Geplante Finanzreform der gesetzlichen Krankenversicherung

Bundesgesundheitsministerin Nina Warken (CDU) plant im Rahmen der Finanzreform für die gesetzliche Krankenversicherung, die Gehälter der Kassen-Vorstände und der Führungsebene gesetzlich zu deckeln. Dies erklärte sie gegenüber dem „Redaktionsnetzwerk Deutschland“.

Sparmaßnahmen und Gehaltsdeckelung

Warken betonte, dass die Krankenkassen bei ihrem Sparpaket nicht ausgenommen werden sollen.Neben der Begrenzung der Verwaltungs- und Werbeausgaben sollen auch die Gehälter der Führungsebene und der Vorstände nicht stärker steigen als die Beitragseinnahmen.

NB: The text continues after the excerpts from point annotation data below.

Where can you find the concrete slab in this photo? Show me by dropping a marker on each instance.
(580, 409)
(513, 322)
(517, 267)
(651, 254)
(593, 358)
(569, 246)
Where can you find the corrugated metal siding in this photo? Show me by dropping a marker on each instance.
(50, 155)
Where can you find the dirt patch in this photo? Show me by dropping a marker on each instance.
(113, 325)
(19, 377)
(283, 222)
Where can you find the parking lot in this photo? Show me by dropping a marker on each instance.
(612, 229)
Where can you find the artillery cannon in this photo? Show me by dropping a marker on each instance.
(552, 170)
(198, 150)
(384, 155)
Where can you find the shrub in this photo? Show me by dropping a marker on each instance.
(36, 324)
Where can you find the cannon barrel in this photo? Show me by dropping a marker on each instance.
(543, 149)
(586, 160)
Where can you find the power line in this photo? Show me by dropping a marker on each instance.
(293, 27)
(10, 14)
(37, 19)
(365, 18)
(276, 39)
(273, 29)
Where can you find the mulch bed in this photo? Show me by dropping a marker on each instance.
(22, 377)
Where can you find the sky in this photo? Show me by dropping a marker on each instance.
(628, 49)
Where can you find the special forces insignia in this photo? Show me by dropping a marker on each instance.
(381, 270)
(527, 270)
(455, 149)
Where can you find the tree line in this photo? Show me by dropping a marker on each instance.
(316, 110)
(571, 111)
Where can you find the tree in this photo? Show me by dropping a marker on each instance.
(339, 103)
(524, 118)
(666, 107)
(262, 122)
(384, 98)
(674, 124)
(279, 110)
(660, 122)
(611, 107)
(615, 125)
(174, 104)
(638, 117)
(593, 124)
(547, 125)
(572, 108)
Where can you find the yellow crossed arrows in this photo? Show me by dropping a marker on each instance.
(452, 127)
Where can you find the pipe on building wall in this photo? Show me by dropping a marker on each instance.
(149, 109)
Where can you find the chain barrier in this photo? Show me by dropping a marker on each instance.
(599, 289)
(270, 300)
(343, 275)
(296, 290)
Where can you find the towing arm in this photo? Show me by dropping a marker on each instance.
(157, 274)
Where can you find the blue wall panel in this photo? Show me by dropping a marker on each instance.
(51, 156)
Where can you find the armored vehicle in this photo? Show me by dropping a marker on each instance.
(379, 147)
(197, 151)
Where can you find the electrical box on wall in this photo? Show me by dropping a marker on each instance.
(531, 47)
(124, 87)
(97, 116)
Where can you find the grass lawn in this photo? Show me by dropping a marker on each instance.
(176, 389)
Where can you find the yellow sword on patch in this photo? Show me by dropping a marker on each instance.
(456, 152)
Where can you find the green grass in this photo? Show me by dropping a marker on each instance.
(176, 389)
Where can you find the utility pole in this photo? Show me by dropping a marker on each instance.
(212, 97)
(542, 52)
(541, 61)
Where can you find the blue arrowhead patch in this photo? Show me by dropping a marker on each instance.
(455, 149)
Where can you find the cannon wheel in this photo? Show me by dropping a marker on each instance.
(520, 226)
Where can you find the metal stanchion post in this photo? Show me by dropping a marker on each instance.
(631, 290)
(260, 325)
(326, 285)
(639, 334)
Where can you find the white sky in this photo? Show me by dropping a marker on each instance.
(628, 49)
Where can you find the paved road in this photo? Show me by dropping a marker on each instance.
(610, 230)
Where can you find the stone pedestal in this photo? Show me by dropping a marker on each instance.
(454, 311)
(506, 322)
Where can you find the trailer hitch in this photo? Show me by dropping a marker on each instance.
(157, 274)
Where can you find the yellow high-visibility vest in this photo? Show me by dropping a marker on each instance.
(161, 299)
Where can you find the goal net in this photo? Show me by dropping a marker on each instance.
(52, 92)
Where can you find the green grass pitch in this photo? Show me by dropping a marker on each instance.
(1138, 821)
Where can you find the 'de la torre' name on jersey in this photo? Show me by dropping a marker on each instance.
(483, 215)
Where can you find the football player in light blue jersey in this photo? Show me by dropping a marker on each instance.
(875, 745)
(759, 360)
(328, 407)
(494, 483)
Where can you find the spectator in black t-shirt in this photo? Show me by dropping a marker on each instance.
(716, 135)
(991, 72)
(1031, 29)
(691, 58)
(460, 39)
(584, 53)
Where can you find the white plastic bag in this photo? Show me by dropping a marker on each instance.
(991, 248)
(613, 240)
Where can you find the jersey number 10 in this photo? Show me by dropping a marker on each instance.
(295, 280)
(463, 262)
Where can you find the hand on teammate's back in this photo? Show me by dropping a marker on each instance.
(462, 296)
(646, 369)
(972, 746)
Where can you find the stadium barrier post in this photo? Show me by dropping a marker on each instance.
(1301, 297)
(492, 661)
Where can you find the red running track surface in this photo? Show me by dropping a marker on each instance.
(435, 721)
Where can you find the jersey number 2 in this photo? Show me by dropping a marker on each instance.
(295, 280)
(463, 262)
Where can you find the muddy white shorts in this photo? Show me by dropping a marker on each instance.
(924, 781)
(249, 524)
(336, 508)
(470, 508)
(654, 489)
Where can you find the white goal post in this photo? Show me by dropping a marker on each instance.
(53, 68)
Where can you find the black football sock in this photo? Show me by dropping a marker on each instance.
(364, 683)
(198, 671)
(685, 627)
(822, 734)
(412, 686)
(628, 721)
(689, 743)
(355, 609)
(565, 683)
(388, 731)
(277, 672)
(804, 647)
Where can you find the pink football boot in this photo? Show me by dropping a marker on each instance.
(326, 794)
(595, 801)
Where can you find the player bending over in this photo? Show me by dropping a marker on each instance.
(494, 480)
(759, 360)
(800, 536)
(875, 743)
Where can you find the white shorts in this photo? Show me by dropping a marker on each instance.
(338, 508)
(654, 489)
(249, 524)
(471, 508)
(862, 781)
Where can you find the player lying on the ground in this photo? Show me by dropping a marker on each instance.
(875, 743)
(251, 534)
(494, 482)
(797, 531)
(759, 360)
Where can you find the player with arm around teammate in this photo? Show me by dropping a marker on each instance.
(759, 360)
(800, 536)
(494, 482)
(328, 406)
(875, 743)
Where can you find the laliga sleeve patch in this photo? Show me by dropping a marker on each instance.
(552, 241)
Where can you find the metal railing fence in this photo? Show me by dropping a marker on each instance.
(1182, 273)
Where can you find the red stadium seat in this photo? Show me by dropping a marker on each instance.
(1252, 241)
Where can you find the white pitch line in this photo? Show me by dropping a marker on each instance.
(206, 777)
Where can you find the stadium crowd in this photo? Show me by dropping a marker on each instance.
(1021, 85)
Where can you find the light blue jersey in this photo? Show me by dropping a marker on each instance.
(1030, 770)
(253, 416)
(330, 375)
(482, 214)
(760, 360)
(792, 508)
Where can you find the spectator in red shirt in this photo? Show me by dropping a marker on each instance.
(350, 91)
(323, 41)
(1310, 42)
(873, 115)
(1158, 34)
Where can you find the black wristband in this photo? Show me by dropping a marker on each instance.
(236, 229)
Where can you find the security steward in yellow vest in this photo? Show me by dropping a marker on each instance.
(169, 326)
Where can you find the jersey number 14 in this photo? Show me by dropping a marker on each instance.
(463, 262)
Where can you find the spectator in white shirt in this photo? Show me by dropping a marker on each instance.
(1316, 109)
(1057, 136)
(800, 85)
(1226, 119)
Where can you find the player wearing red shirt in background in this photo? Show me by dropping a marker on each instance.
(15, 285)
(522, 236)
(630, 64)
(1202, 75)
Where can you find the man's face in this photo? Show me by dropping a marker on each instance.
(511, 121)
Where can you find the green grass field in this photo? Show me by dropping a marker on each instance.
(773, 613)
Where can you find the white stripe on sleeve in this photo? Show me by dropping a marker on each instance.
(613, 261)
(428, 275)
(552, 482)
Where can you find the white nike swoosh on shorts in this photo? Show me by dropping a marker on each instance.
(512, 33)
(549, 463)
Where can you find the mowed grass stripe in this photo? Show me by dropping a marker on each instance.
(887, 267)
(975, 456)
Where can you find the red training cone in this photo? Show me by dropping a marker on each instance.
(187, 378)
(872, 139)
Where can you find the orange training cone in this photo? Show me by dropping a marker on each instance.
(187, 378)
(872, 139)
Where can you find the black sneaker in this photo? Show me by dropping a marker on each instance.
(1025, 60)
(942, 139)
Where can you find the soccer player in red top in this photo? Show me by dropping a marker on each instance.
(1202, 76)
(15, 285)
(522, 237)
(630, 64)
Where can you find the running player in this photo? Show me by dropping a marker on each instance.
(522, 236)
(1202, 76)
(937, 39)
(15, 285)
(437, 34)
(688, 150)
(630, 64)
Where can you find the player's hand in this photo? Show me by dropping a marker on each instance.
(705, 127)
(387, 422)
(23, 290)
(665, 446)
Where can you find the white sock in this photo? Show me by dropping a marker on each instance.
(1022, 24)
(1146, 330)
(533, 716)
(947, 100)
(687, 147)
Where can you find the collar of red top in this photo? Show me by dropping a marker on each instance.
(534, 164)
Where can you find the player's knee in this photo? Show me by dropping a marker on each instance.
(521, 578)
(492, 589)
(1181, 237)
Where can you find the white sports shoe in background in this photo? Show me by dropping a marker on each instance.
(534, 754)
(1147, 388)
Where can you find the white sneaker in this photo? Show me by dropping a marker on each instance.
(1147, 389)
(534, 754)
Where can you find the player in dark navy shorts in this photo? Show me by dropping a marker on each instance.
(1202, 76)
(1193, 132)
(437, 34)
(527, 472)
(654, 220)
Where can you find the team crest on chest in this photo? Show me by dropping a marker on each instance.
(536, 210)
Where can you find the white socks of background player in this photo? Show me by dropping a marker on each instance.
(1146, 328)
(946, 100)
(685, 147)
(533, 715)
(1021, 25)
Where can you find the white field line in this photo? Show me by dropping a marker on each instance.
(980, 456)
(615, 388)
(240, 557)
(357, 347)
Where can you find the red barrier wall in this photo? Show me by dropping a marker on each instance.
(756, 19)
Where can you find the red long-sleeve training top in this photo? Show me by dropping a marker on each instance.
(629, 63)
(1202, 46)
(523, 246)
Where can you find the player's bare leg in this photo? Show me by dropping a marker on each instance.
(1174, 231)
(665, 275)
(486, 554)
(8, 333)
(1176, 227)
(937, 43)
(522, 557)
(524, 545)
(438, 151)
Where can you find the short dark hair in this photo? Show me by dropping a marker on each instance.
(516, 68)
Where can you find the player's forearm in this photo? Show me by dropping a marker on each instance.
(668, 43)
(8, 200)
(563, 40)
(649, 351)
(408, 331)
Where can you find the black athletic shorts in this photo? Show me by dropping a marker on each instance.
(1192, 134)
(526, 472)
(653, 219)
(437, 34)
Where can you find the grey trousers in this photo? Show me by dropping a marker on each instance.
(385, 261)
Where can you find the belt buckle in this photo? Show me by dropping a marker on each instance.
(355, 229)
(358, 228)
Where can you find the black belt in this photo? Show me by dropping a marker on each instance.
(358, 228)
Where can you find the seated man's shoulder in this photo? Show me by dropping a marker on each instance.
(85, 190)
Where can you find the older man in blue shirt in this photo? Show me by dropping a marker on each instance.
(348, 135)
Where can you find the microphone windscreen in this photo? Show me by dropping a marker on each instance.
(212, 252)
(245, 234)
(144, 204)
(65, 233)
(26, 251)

keine Reduzierung der Kassenanzahl

Eine Reduzierung der Anzahl der Krankenkassen durch gesetzliche Eingriffe plant Warken derzeit nicht. Sie bezeichnete dies als eine strukturelle Frage, die nicht kurzfristig geklärt werden könne. Derzeit gibt es in Deutschland 93 Krankenkassen. Warken kündigte an, dass sich die Finanzkommission in ihrem zweiten Bericht möglicherweise mit diesem Thema beschäftigen werde.